Source: The Critical Communications Review | Gert Jan Wolf editor
The ad-hoc repeaters are essential for public safety departments, as well as public protection and disaster relief (PPDR) agencies, to create, extend or enhance their private network coverage in remote areas, disaster sites, and major events.
Hytera Communications (SZSE: 002583), a leading global provider of professional communications technologies and solutions, has recently released the latest ad-hoc network (WANET) repeaters, E-pack200 and E-pole200, to further strengthen its offering of rapidly deployable two-way radio systems. Both models support dual-channel and two-way networking to enable powerful on-demand connectivity, while E-pack200 is designed to be man-packable and E-pole200 can be installed at a fixed location.

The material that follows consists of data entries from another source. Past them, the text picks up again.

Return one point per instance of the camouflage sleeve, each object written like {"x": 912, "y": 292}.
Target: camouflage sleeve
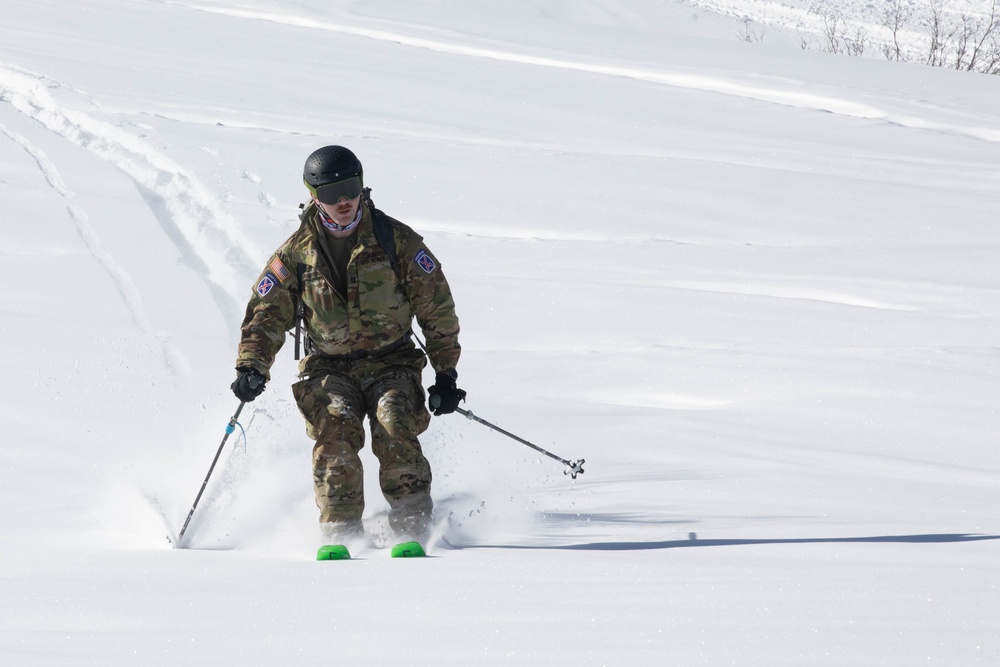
{"x": 431, "y": 300}
{"x": 270, "y": 313}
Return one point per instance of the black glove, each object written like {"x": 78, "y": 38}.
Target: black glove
{"x": 445, "y": 394}
{"x": 248, "y": 384}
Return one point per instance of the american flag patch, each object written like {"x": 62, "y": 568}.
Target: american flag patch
{"x": 280, "y": 270}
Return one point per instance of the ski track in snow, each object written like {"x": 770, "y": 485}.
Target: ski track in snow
{"x": 130, "y": 295}
{"x": 207, "y": 236}
{"x": 789, "y": 98}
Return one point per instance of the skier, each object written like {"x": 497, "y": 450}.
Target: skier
{"x": 357, "y": 297}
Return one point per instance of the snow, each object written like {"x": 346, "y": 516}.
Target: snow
{"x": 754, "y": 286}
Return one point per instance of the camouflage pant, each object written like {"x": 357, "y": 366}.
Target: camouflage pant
{"x": 334, "y": 399}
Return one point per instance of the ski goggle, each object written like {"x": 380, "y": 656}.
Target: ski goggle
{"x": 331, "y": 193}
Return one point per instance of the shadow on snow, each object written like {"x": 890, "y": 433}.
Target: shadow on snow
{"x": 693, "y": 541}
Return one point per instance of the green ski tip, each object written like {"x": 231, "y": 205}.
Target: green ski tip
{"x": 408, "y": 550}
{"x": 333, "y": 552}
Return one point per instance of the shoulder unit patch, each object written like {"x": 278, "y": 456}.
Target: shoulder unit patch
{"x": 266, "y": 284}
{"x": 425, "y": 262}
{"x": 280, "y": 270}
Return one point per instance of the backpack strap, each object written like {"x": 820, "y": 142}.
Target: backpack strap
{"x": 382, "y": 227}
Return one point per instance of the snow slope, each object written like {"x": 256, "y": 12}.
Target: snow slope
{"x": 755, "y": 287}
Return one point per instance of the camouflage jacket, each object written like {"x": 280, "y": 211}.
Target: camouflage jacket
{"x": 377, "y": 310}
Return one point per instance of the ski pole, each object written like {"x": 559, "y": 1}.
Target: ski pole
{"x": 229, "y": 431}
{"x": 573, "y": 468}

E-pack200 and E-pole200 create narrowband ad-hoc multi-hop links through cascading and provide large coverage for voice, data, and other services with two channels. They are highly flexible in deployment and eliminate the need for wiring. The ad-hoc repeaters are essential for public safety departments, as well as public protection and disaster relief (PPDR) agencies, to create, extend or enhance their private network coverage in remote areas, disaster sites, and major events.

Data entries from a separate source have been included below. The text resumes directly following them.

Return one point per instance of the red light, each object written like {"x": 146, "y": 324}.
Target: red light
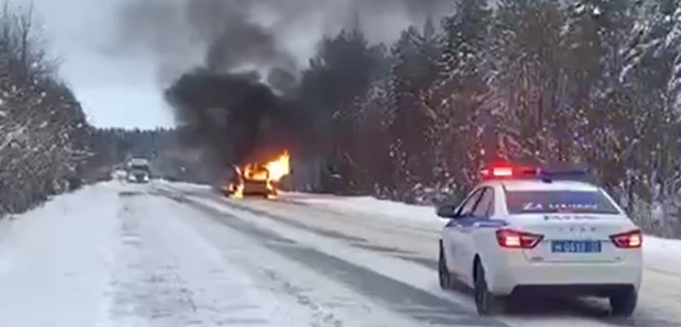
{"x": 629, "y": 240}
{"x": 512, "y": 239}
{"x": 498, "y": 171}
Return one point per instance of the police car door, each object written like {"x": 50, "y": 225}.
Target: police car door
{"x": 471, "y": 228}
{"x": 455, "y": 229}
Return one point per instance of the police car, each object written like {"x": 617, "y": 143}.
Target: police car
{"x": 534, "y": 231}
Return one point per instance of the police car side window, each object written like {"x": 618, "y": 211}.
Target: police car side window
{"x": 469, "y": 204}
{"x": 483, "y": 209}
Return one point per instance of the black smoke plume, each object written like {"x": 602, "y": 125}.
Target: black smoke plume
{"x": 241, "y": 117}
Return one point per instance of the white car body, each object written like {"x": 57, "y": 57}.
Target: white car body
{"x": 509, "y": 270}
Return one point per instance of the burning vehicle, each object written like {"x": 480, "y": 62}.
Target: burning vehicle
{"x": 258, "y": 179}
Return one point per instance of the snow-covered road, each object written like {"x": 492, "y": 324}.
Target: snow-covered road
{"x": 177, "y": 255}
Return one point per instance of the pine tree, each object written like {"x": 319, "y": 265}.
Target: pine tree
{"x": 459, "y": 90}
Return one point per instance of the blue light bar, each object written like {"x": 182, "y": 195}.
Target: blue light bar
{"x": 576, "y": 174}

Both models support up to 31 nodes without central networking. If one of the nodes fails or is damaged, the communication among other nodes remains unaffected. With IP connection, multiple ad-hoc networks can be interconnected regardless of the fact that the ad-hoc networks might operate with different frequencies.

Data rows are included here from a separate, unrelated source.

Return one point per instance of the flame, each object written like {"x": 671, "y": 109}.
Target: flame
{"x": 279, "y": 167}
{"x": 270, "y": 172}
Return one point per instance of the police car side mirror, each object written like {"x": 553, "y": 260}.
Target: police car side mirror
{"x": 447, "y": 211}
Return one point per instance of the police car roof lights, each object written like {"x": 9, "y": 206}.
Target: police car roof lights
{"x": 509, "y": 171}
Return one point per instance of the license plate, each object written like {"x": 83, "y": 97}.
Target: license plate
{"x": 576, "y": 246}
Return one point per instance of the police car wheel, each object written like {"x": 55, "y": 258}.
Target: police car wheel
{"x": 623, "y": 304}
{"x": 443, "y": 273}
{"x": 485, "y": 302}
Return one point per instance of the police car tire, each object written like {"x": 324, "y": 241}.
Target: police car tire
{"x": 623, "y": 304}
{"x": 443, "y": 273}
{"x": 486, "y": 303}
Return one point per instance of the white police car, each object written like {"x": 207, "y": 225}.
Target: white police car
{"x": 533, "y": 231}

The E-pack200 is equipped with a 148Wh removable battery, which is capable of supporting over 8 hours of operation. The E-pole200 works with different power sources, such as solar, trunking base stations (-48V), etc., and it comes with various installation options, such as pole, rack, or wall-mounted.
Thanks to the compact size, networking flexibility, and ease of installation, both repeaters bring a viable solution for removing blind spots of two-way radio networks on a temporary base or permanently in venues such as tunnels, underground garages, and high-rise buildings.